Marisa Merz Exponent Of Arte Povera Movement Dies Age 93

Marisa Merz

Marisa Merz (born 1931, Turin, Italy) the only woman artist closely associated with the Arte Povera movement has died age 93. Her 2013 exhibition which inaugurated the Serpentine Sackler Gallery in London was highly regarded. It included a selection of sculptures, paintings and installations from across her remarkable fifty-year career. The show was the artist’s first after winning the Golden Lion for Lifetime Achievement at the 2013 Venice Biennale.

Merz’s work consistently played with scale and materials, ranging from the domestic to the industrial

Her series of Living Sculptures, suspended clusters of forms made up of swirling shards of aluminium, are at once industrial and ethereal highlighting the materials that Merz continually explored. Throughout the late 1960s, Merzer first was actively involved with the Turin-based Arte Povera movement. She often worked with textiles, linking material of typically feminine creativity with Arte Povera’s call to embrace ‘poor’, which could be used in art. She continued to demonstrate a sense of openness concerning materials and processes, as evinced by her application of craft techniques, such as weaving and knitting, embracing non-traditional materials, including nylon, copper and iron, continuing to inspire so many young artists.

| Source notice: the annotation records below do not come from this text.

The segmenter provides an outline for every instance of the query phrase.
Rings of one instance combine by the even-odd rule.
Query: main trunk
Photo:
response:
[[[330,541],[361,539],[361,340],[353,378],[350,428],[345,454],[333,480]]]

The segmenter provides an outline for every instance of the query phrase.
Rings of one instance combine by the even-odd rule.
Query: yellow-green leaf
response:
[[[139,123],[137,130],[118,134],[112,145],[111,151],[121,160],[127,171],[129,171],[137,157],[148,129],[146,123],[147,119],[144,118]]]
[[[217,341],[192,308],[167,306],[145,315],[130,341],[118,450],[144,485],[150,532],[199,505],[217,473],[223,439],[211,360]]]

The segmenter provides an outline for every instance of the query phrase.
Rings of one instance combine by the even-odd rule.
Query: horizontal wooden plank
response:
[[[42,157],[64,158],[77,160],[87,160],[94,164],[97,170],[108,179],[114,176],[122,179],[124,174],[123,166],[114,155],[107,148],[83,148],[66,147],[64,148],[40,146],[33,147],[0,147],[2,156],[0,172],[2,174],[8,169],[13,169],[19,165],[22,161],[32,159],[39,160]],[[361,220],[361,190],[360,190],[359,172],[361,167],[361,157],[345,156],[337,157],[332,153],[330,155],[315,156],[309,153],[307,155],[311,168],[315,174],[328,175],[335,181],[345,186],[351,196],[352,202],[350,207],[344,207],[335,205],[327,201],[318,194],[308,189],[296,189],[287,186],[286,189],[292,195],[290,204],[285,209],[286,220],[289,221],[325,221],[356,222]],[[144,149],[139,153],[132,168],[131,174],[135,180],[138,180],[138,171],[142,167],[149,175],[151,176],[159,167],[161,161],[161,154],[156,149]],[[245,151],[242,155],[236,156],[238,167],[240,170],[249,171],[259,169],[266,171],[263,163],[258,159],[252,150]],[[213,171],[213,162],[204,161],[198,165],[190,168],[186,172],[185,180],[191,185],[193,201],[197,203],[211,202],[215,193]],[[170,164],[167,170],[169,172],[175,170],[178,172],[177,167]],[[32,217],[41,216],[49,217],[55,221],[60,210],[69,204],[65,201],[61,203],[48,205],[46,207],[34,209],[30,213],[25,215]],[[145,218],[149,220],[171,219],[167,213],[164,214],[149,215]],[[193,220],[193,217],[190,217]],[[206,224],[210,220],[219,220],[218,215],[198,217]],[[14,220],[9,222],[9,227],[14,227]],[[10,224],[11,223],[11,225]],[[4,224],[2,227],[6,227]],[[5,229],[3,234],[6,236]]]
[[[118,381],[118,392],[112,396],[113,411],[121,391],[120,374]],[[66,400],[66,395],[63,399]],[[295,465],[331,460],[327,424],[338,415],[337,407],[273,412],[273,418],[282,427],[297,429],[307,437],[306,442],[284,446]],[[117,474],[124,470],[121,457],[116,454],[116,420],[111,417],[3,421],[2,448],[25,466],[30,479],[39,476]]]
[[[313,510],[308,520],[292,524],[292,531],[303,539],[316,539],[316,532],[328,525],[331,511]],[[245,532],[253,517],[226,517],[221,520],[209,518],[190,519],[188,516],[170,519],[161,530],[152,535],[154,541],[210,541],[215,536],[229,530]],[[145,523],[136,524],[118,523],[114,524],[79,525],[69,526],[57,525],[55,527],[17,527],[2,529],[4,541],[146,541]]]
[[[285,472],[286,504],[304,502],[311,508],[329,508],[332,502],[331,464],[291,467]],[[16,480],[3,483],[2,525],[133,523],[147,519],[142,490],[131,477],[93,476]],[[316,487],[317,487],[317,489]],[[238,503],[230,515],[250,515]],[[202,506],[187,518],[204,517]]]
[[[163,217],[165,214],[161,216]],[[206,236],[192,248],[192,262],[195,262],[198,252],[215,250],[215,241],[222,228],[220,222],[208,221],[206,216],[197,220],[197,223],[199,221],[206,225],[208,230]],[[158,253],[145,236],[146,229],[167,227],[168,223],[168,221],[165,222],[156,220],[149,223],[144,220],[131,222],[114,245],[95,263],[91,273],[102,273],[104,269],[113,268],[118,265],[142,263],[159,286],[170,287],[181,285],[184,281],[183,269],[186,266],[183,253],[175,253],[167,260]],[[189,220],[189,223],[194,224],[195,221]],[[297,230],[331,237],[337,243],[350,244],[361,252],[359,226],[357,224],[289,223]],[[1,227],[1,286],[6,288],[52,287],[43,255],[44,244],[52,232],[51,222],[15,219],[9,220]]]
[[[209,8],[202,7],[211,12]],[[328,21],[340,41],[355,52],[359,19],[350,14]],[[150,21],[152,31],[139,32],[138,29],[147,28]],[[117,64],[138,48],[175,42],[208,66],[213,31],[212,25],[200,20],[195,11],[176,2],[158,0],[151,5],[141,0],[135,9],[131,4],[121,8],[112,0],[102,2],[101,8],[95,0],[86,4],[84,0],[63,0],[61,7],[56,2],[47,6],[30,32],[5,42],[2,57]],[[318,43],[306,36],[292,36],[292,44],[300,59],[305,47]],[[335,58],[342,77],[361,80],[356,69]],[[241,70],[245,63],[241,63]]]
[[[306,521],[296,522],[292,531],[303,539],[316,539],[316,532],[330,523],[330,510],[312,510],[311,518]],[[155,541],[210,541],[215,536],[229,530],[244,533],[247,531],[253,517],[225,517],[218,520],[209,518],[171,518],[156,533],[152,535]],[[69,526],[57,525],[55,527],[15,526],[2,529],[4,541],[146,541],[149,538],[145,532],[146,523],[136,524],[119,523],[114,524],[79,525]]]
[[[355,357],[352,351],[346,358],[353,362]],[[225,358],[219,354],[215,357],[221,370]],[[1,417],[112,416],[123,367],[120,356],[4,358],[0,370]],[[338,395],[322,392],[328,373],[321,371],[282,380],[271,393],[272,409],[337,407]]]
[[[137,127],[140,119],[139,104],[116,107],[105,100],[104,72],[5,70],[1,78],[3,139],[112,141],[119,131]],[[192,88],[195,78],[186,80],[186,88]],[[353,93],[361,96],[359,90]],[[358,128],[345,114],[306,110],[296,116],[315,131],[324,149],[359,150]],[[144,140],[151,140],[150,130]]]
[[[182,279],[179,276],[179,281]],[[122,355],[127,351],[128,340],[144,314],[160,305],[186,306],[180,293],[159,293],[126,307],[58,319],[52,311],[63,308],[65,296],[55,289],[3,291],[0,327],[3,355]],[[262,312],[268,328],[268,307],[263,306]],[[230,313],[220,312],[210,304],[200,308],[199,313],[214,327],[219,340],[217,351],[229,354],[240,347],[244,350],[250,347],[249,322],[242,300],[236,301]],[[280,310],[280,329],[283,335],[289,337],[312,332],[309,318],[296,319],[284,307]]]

Marisa Merz Untitled (Living Sculpture) 1966
Marisa Merz Untitled (Living Sculpture) 1966

Since the 1970s Merz explored and expanded upon the threshold between abstraction and figuration in her mixed media works on paper, expressionistic clay heads and larger sculptural installations.

In the 1950s, she met Mario Merz while she was a student in Turin. They married in 1960 and had one daughter, Beatrice Merz. In 2005, Beatrice Merz opened a contemporary art centre in Turin, the Fondazione Merz.

As a young artist, Merz did not receive widespread recognition, despite her vast contribution to the scene. Later on, the growth of feminism brought her more significant consideration. Marisa Merz’s art has been described as lyrical, subtle, visionary and private. Her installations feature the idea of the home as an intimate place, secluded and feminine. An example is her 1966 installation Untitled (Living Sculpture), which was intended both for her home and to be presented in a gallery (she once said ‘There has never been any division between my life and my work’). The installation consisted of thin strips of aluminium, clipped and suspended from the ceiling, forming coils and spirals. Tate Modern acquired the work in 2009.

Merz participated five times in the Venice Biennale. Her work has been the subject of numerous solo exhibitions internationally, including shows at the Kunstmuseum Winterthur (2003), the Galleria d’Arte Moderna Bologna (1998), the Stedelijk Museum Amsterdam (1996) and the Centre Pompidou (1994).